Hey, it’s that guy that I am! Glad that I could offer a concrete suggestion, but I wouldn’t go so far as to call me a professional, not until I have a job doing these things at least.
Power analysis is one of those things everyone’s supposed to do but you can never quite be sure who’s doing it the right way unless you’re a grand master at the stuff, which I’m certainly not. Even my grad course in biomedical statistics didn’t do too well talking about it, and there aren’t many online resources that do a good job talking about both the theory behind power analysis and the tools that do it. That said, I think it’s always easier to do something wrong and get feedback on how to correct it than to have nothing at all and ask how to do something. So let’s see what we can get.
A basic power analysis involves four quantities:
- Effect size, aka d
- Sample size, aka n
- Significance Level: P(Type-1 error), aka α
- Power: P( Type-2 error), aka 1 - β
Two of these you’ve essentially mentioned already. I say four quantities are “involved” because this is actually a basic constraint satisfaction problem: you enter three of the given values into your power analysis calculator and it gives you the value of the fourth variable needed to meet your needs.
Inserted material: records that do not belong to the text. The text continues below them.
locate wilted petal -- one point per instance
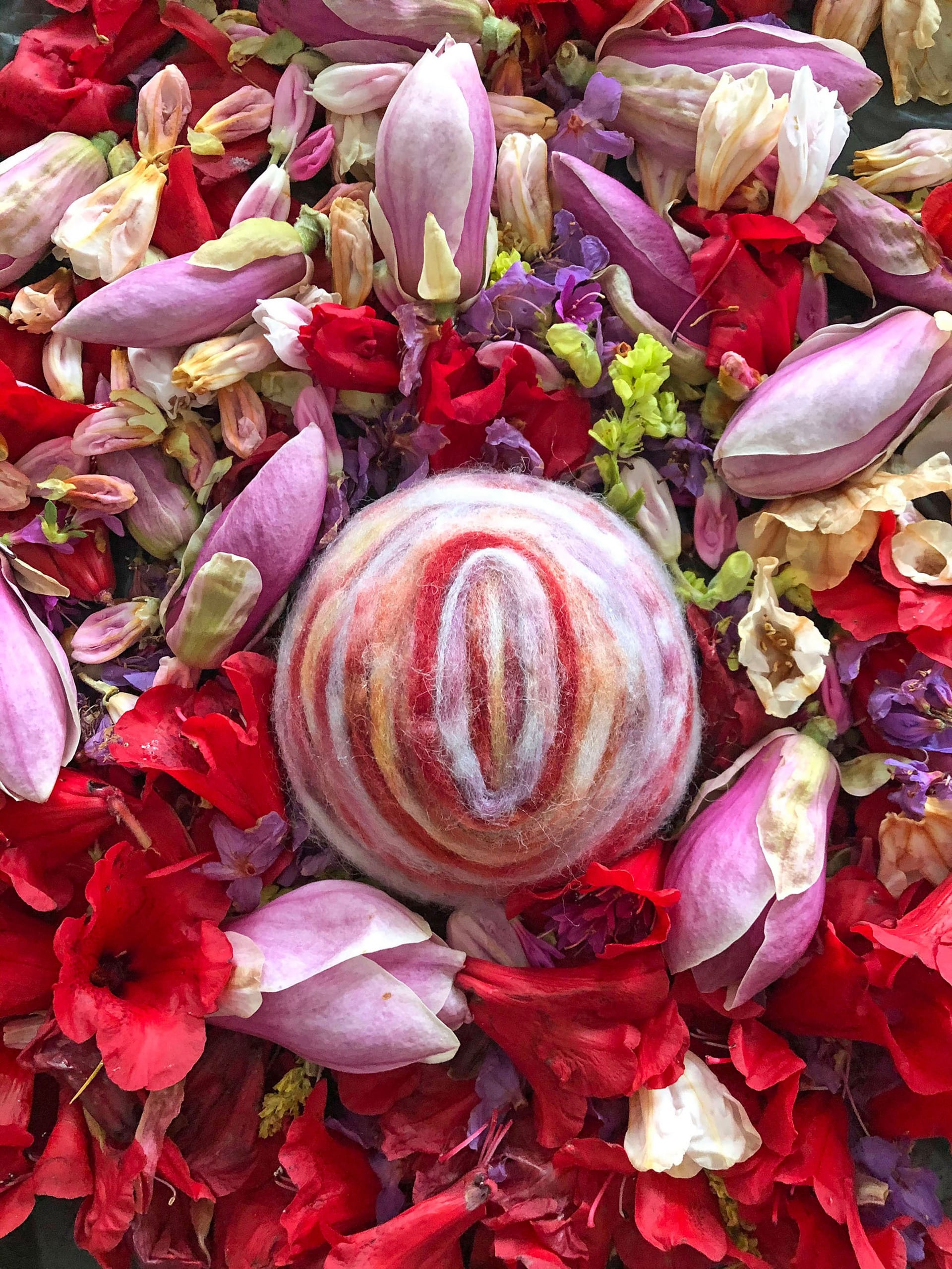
(691, 1125)
(738, 130)
(782, 653)
(106, 235)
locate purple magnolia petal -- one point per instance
(744, 46)
(429, 968)
(175, 302)
(636, 238)
(321, 925)
(355, 1017)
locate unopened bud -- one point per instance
(243, 422)
(522, 189)
(294, 111)
(241, 115)
(522, 115)
(62, 367)
(220, 600)
(351, 251)
(164, 105)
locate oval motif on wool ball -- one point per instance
(486, 682)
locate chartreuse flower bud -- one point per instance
(221, 597)
(578, 350)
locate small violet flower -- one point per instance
(916, 784)
(244, 856)
(582, 130)
(913, 709)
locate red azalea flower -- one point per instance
(424, 1236)
(144, 968)
(351, 348)
(461, 398)
(87, 570)
(28, 416)
(184, 223)
(904, 1008)
(754, 291)
(595, 1031)
(869, 605)
(198, 739)
(28, 960)
(937, 216)
(337, 1188)
(64, 76)
(55, 1161)
(39, 843)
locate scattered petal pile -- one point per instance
(476, 635)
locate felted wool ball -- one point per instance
(486, 682)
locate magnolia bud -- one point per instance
(164, 105)
(294, 111)
(919, 158)
(112, 631)
(221, 597)
(243, 422)
(522, 115)
(238, 116)
(268, 196)
(62, 367)
(166, 514)
(351, 251)
(522, 191)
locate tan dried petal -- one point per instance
(914, 850)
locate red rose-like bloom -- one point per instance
(461, 398)
(141, 971)
(350, 348)
(198, 739)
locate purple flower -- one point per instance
(244, 856)
(578, 301)
(516, 303)
(573, 246)
(913, 1191)
(507, 450)
(913, 709)
(917, 782)
(581, 126)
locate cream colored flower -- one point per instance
(522, 115)
(522, 191)
(849, 21)
(218, 363)
(823, 535)
(351, 250)
(738, 130)
(922, 551)
(691, 1125)
(918, 37)
(812, 137)
(916, 849)
(919, 158)
(107, 234)
(782, 653)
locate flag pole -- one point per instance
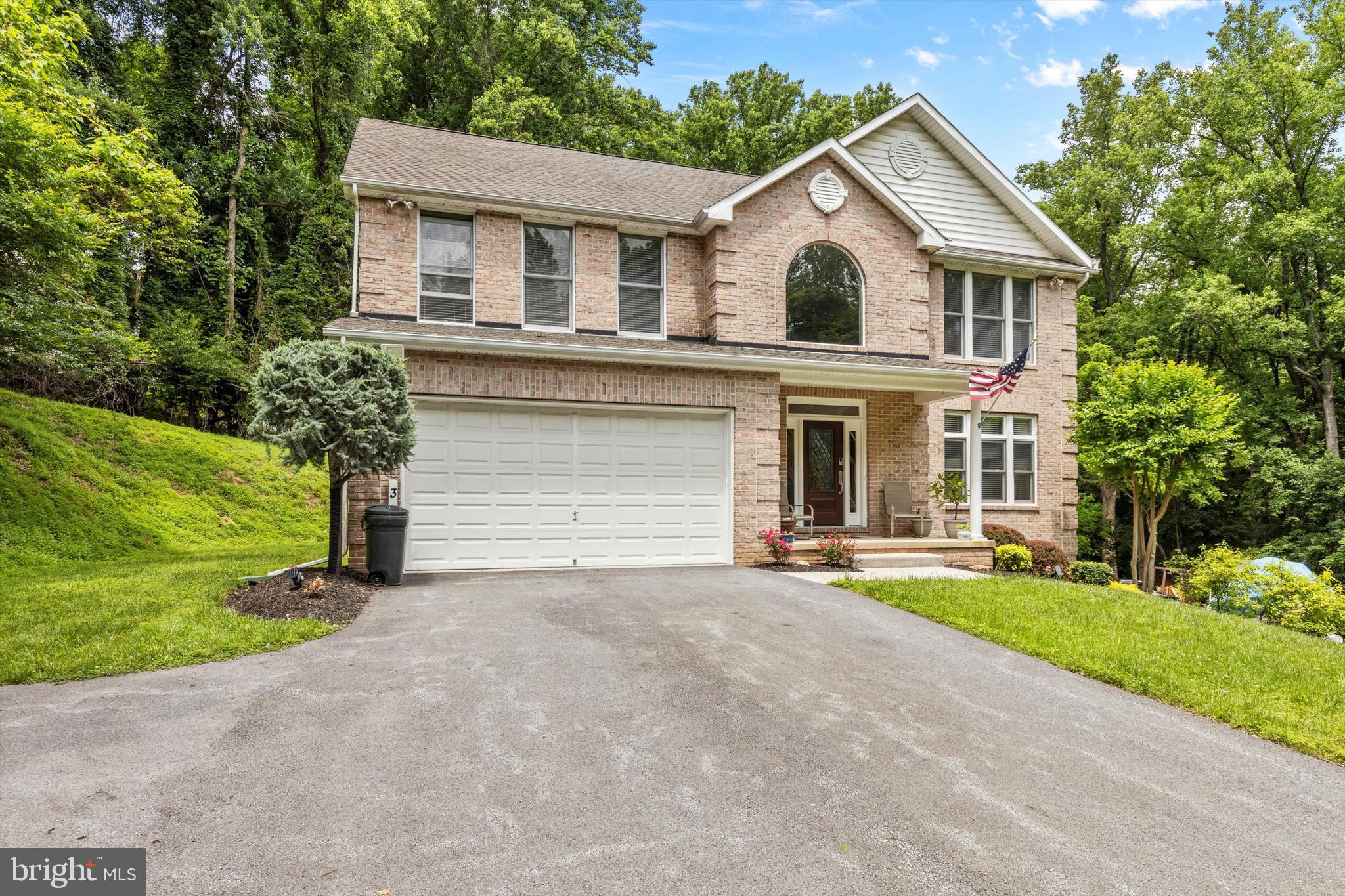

For example, if you know the significance level, statistical power, and effect size you’re looking for, power analysis will tell you how big your sample needs to be.
Research scientists may have fancy tools at their disposal, but fortunately, the tools for doing statistics are freely available. The statistics and plotting software du jour for many labs is [R][1], which can be called and used from a command line in much the same way as Python. People who prefer a GUI to go along with it tend to use [RStudio][2]. There’s even a working R kernel for Jupyter notebooks, [IRKernel][3], which has a fairly straightforward installation process. This format should be familiar to you, since you already use IPython notebooks, and you can even display the output of both languages in the same notebook, as long as you don’t delete the output and you switch to the correct kernel before running commands. For all the stuff below, I’m just going to be copying and pasting from my terminal.
The “pwr” package is a good basic starting point for doing power analysis and performs many of the functions mentioned in [Cohen’s original 1988 paper][4] where he introduced the concept of power analysis for behavioral science. Once you have R up and running, you can install the package with one line and use another line to import the package into your current workspace.
install.packages("pwr")
library(pwr)
The last thing you need to decide is what kind of statistical test is most appropriate for your design. From a read of your post and the hypothesis you’ve put above, you’re essentially looking to see whether the mean amplitude at the entrained frequency - we’ll get to the question another time whether or not entrainment at the beat frequency is a reasonable expectation - differs between the control group and the binaural beat trial condition. Note that, of course, it isn’t the place of these statistical tests to tell you whether or not your control condition was correct - that’s a whole different area of experimental design. For these parameters, a paired two-tailed t test seems to work just fine. The point of a t test is to look for a difference in means of two sample populations. If you want to do something else, you might want to look into ANOVA, pearson correlation, or one of the other tests available with the pwr package. We use two-tailed because, presumably, you’ll consider it to be an effect if the binaural beats increase or decrease amplitude at that frequency in the EEG readout, and indeed the direction of the effect, if it exists, might differ by frequency band. We also use the paired condition because your set-up is a type of “repeated measure” on subjects in and out of the experimental condition of interest. In other words, because each subject serves as his or her own control, the “noise” factors that influence the trial condition are probably also true for the control condition. In general, this increases the statistical power of your design vs. comparing two independent populations whose noise factors are more difficult to correct for.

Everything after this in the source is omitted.